Desiderare, volere, prendere. *Oddio, di nuovo*. Di nuovo, quel vago senso di mal di stomaco, la vista che sembra appannarsi, l’ambiente circostante nitidissimo e il punto di osservazione sfocato. Alice scuote la testa, forte, per allontanare il pensiero bastardo, e ricomincia a camminare, ostentando sicurezza.

A pochi metri da lì, un po’ orientandosi e un po’ perdendosi, Alice e Sofia si trovano in un quartiere povero con un retrogusto vagamente comunista, pieno di cartacce per strada, vetrine misere, marciapiedi deserti e un vento antipatico che spazza le vie e solletica capelli e cappelli.

Alice si ferma a guardarsi attorno, perplessa. Sofia, che si è impossessata della carta, la gira. Prima a destra, poi a sinistra.

La gira, la guarda. La rigira, come un volante. La chiude. La riapre. La gira. Sbuffa.

*Dove diavolo siamo finite?* Siccome della carta non si capisce molto, decidono di affidarsi al proverbiale senso dell’orientamento di Alice che, delle due, è quella che più somiglia ad un uomo.

Le donne, si sa, scarseggiano in orientamento toografico.
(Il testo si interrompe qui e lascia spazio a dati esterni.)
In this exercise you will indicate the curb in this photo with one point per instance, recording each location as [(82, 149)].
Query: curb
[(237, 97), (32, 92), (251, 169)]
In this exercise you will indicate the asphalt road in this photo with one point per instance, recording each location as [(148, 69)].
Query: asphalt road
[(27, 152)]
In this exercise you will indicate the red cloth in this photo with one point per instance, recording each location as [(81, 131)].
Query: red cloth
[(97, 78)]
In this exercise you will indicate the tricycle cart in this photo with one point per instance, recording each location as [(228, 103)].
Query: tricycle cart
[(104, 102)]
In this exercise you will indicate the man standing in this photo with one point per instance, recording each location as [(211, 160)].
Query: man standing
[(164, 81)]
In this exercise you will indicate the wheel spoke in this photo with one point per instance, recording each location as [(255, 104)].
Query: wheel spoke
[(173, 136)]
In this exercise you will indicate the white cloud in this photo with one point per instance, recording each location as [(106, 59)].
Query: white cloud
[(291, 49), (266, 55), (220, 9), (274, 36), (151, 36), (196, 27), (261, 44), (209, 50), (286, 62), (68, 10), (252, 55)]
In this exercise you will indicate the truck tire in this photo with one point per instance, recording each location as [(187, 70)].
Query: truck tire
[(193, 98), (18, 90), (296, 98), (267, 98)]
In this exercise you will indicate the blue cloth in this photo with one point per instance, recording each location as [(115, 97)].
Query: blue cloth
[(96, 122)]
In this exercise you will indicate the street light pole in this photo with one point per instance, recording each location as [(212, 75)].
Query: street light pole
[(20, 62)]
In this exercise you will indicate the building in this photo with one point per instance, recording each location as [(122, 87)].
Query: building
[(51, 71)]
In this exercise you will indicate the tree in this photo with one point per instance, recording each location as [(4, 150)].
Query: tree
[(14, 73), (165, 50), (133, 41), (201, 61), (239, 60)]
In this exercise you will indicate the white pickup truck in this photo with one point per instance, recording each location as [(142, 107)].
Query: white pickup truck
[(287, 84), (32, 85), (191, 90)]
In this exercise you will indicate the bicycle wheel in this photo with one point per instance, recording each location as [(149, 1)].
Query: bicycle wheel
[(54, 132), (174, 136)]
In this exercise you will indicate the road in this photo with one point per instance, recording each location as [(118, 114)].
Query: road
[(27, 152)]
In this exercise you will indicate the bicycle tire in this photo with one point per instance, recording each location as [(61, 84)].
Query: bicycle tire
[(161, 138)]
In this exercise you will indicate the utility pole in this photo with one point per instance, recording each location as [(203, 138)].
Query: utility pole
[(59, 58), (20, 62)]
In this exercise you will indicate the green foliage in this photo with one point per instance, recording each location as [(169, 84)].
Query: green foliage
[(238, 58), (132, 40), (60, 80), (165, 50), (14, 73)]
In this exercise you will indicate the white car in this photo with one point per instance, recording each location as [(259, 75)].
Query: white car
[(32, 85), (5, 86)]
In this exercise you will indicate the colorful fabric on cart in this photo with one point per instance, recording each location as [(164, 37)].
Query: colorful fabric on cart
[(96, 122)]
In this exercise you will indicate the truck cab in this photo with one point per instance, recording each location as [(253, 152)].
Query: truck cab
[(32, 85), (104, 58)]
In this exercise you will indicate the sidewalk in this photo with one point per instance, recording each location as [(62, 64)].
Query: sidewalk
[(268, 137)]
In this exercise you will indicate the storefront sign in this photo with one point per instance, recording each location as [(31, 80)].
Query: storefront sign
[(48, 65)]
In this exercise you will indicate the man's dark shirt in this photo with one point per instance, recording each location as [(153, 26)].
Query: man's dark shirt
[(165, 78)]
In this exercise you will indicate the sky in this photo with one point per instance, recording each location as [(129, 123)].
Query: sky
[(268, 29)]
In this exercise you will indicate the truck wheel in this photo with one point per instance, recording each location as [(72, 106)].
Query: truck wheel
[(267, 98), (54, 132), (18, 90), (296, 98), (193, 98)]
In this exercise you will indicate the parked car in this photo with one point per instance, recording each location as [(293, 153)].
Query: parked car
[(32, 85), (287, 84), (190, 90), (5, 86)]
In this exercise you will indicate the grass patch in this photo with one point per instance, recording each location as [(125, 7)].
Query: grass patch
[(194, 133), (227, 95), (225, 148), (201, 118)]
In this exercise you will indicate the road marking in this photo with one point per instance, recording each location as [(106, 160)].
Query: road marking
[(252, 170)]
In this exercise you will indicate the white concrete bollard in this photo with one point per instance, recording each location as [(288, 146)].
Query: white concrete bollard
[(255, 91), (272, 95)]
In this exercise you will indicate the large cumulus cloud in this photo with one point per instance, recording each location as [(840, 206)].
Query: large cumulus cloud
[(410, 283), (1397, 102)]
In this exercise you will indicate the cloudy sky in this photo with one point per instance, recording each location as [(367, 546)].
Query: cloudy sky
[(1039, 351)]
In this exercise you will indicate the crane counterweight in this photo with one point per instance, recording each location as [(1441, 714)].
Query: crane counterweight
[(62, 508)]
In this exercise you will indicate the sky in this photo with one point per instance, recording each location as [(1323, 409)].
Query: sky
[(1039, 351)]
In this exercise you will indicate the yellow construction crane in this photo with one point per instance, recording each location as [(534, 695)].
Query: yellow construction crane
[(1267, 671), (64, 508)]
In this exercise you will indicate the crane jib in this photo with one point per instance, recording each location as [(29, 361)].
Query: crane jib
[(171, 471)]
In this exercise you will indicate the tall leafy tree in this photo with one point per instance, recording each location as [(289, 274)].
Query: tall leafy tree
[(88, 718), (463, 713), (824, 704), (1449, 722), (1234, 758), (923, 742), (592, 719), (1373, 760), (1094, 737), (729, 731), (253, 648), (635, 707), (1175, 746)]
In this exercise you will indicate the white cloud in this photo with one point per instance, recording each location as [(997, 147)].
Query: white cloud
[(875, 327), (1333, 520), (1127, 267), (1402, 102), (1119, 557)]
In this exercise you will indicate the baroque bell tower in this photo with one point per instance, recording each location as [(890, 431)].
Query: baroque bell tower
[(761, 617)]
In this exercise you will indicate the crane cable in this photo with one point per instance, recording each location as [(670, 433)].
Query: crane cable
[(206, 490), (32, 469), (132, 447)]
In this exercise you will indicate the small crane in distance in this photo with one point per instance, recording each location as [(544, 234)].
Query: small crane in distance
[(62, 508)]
Meglio il decisionismo esistenziale.

In una decina di minuti, seguendo la posizione ipotetica del Danubio più che il Nord, si ritrovano davanti alla sede di Magyar Radio, nota anche come Radio Budapest, il più famoso broadcast ungherese, e da lì riescono a tornare a Belváros, il centro di Pest.

La pioggerellina prosegue, incessante, a disturbare l’umore e la passeggiata, rendendo tutto più faticoso, o forse solo più riflessivo ed intimista.